Furthermore, Garrett employed the services of the U.S. Marshal's Office, an agency presumably familiar with the requirements of proper service, to serve the defendants. The U.S. Marshal's Office, in its regular role as process server, would ordinarily be familiar with the requirements of proper service on both individuals and municipalities, and thus would know that service on a mayor's secretary is not appropriate service for either municipalities or individuals other than the secretary herself. If the Marshal was unfamiliar with the correct procedure (and I do not fault them for being unfamiliar if that was the case), it is difficult to tag Garrett for his own lack of knowledge. A party proceeding in forma pauperis is entitled to rely on the United States Marshals to effect proper service and should not be penalized for failure to effect service where such failure is not due to fault on the litigant's part. Middleton v. City of Lakeland, 830 F. Supp. 1449, 1452 (M.D.Fla. 1993) (citing Fowler v. Jones, 899 F.2d 1088 (11th Cir. 1990)).
To facilitate this process, I determine that additional assistance should be provided to Garrett to help him perfect service on defendants, just as the Court determined in Dudley v. Texas Instruments, Inc., No. CIV.A. 302CV292M, 2002 WL 992766 (N.D.Tex. May 13, 2002). Although the option of a waiver of service of process is not appropriate at this late stage, see Miles v. WTMX Radio Network, No. 02 C 0427, 2002 WL 1613762 (N.D.Ill. Jul 17, 2002), other procedures may be implemented.

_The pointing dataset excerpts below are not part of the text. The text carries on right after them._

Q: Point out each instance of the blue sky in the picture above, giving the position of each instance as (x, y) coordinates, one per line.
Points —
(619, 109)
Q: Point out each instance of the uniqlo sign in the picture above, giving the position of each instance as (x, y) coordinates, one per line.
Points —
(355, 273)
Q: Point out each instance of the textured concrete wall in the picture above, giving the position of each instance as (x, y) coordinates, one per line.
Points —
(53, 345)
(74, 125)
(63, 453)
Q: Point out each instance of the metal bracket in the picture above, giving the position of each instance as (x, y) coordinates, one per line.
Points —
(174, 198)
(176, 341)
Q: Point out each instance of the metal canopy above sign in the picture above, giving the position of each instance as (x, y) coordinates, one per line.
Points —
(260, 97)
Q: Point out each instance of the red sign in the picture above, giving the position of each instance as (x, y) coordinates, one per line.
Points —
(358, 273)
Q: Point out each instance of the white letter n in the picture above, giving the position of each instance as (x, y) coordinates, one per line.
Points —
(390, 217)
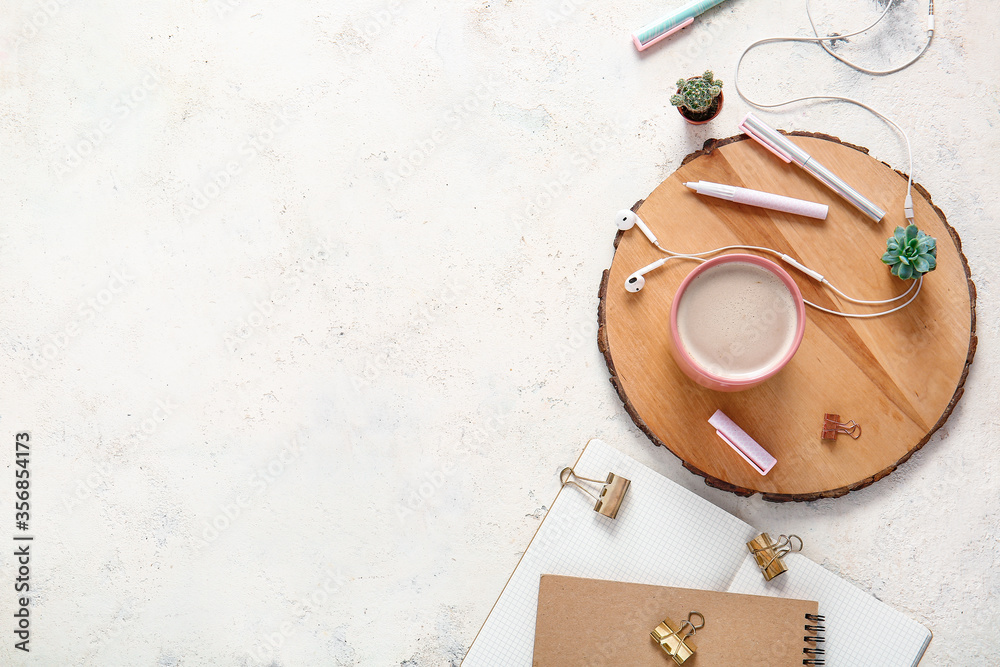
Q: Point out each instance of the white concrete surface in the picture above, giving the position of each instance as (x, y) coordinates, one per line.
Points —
(299, 309)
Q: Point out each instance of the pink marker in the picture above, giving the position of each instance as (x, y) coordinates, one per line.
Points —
(745, 446)
(761, 199)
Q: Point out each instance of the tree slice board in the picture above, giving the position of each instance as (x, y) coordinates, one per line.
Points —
(899, 376)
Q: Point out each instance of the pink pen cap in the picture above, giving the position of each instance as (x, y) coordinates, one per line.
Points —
(758, 458)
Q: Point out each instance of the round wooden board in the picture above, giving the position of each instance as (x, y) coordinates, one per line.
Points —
(899, 375)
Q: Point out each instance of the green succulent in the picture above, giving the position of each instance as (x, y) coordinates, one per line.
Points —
(697, 93)
(910, 253)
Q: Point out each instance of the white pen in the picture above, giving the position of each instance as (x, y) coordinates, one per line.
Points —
(761, 199)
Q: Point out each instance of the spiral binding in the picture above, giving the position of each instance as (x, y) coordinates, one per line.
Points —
(814, 652)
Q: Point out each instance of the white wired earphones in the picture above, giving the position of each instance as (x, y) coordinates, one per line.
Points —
(822, 41)
(626, 219)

First, within 2 weeks of the date of this order, counsel for defendants Miller, Webb, Ashley, Tyler, and Wright are ordered to provide Garrett addresses at which said defendants can be served. See Dudley, 2002 WL 992766, at *2 (establishing similar procedure to assist pro se plaintiff in obtaining service of process); Monroe v. Texas Utilities Co., No. CIV.A. 301CV1012d 2002 WL 413866, at *3-4 (N.D.Tex. Mar. 11, 2002) (same).

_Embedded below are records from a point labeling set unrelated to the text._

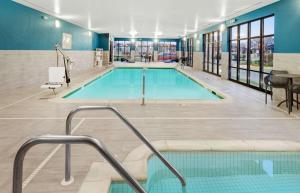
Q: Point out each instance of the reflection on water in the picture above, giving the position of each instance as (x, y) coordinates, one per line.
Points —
(223, 172)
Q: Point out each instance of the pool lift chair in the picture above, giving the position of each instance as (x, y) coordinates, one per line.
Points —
(59, 75)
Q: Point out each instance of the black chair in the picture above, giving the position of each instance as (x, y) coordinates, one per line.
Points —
(296, 90)
(272, 81)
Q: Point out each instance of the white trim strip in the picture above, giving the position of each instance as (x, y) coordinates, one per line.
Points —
(156, 118)
(21, 100)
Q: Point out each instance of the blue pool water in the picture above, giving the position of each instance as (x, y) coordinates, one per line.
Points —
(126, 83)
(223, 172)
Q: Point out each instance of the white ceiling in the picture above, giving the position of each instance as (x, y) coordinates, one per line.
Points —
(169, 18)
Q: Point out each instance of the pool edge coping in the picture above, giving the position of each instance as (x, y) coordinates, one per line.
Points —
(101, 174)
(59, 98)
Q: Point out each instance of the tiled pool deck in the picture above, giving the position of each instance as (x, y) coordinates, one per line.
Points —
(27, 112)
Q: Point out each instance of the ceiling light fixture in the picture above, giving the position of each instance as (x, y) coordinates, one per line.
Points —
(158, 33)
(133, 33)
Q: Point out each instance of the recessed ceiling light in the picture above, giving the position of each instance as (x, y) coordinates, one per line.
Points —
(57, 23)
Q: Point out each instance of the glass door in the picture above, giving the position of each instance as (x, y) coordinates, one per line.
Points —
(212, 47)
(251, 51)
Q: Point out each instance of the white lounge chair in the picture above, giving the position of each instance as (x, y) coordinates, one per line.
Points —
(56, 78)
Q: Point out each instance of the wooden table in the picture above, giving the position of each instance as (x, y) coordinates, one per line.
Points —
(290, 78)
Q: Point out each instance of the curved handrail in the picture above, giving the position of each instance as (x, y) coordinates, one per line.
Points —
(134, 129)
(59, 139)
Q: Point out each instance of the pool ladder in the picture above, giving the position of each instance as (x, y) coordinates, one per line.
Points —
(68, 140)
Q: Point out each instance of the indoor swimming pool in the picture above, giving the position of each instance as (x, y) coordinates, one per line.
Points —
(223, 172)
(127, 84)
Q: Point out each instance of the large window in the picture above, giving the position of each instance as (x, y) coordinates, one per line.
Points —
(251, 51)
(167, 51)
(187, 51)
(122, 49)
(142, 49)
(212, 46)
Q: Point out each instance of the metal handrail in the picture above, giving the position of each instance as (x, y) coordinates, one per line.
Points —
(59, 139)
(133, 128)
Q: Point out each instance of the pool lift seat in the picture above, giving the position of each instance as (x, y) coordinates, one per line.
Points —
(56, 78)
(59, 75)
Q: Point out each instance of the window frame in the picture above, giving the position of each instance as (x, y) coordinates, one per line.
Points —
(249, 39)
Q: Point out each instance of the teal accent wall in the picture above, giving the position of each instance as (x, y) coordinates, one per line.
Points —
(287, 25)
(152, 39)
(23, 28)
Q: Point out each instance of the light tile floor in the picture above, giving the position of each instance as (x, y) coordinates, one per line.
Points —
(26, 112)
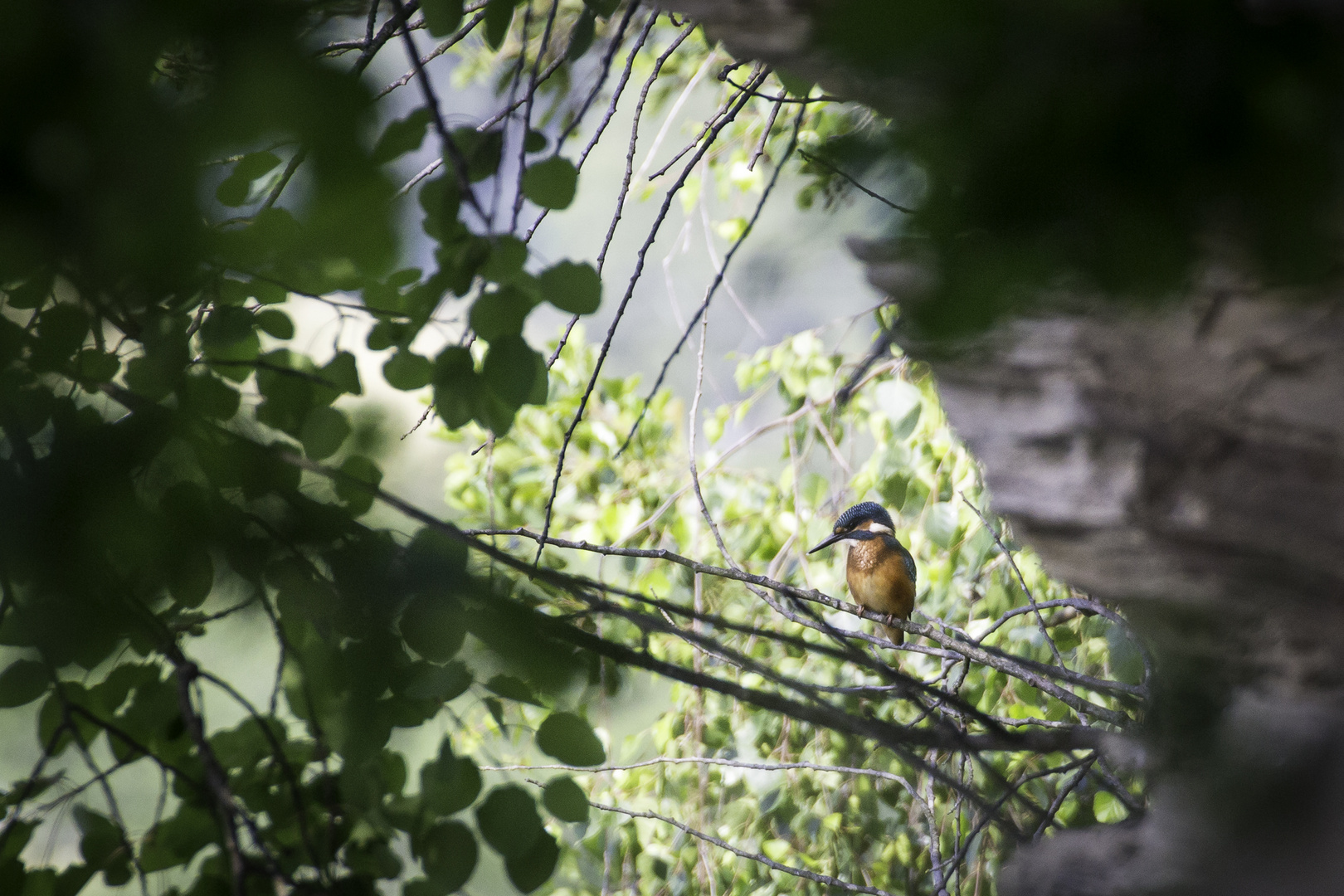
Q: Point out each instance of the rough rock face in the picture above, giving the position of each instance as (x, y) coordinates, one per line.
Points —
(1186, 462)
(1181, 460)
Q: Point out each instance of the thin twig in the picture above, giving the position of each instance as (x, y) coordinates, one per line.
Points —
(719, 275)
(862, 188)
(626, 299)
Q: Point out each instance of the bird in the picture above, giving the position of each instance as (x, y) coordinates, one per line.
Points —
(879, 568)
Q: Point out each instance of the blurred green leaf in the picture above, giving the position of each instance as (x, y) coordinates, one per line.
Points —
(513, 370)
(442, 17)
(507, 257)
(500, 314)
(23, 681)
(570, 739)
(513, 688)
(572, 286)
(435, 626)
(581, 38)
(440, 683)
(499, 15)
(533, 868)
(275, 323)
(324, 431)
(191, 577)
(448, 853)
(93, 366)
(449, 783)
(234, 190)
(941, 524)
(407, 371)
(362, 470)
(455, 386)
(509, 821)
(552, 183)
(407, 134)
(566, 800)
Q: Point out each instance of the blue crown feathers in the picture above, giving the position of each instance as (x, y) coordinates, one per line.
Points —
(866, 511)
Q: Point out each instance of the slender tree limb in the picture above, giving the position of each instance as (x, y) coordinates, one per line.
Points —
(616, 321)
(718, 275)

Defendant Lymore is not included within the group because he is not a party to the motions to vacate and dismiss, and, as such, it is not clear whether Defendant Lymore is represented by counsel.
Second, within 57 days after receipt of these addresses, Garrett is ordered to direct the Marshals to make service to the City Clerk or Mayor of the City of Markham on behalf of defendant City of Markham and personal service on individual defendants at addresses provided by defense counsel.
Third, within one week following the perfection of service on all defendants, Garrett is instructed to provide proof of service to this Court. If service has not been perfected within the 57 days hereby ordered, Garrett is ordered to provide an explanation for why service has not been perfected.
As a final note, I grant leave to defendants (along with a strong recommendation) to re-submit potentially valid arguments raised in their pleadings in a proper Rule 12(b)(6) or 12(b)(4) motion to dismiss. I will entertain such a motion, if defendants wish, during the period in which Garrett has to perfect service. If defendants so submit such a motion, however, I advise them to consider footnote 2 of this opinion.
For the aforementioned reasons, defendants' Motion to Vacate is GRANTED, defendants' Motion to Dismiss for Failure to Effectuate Proper Service Upon the Defendants is DENIED, and plaintiff's Motion for Judgment by Default is DENIED.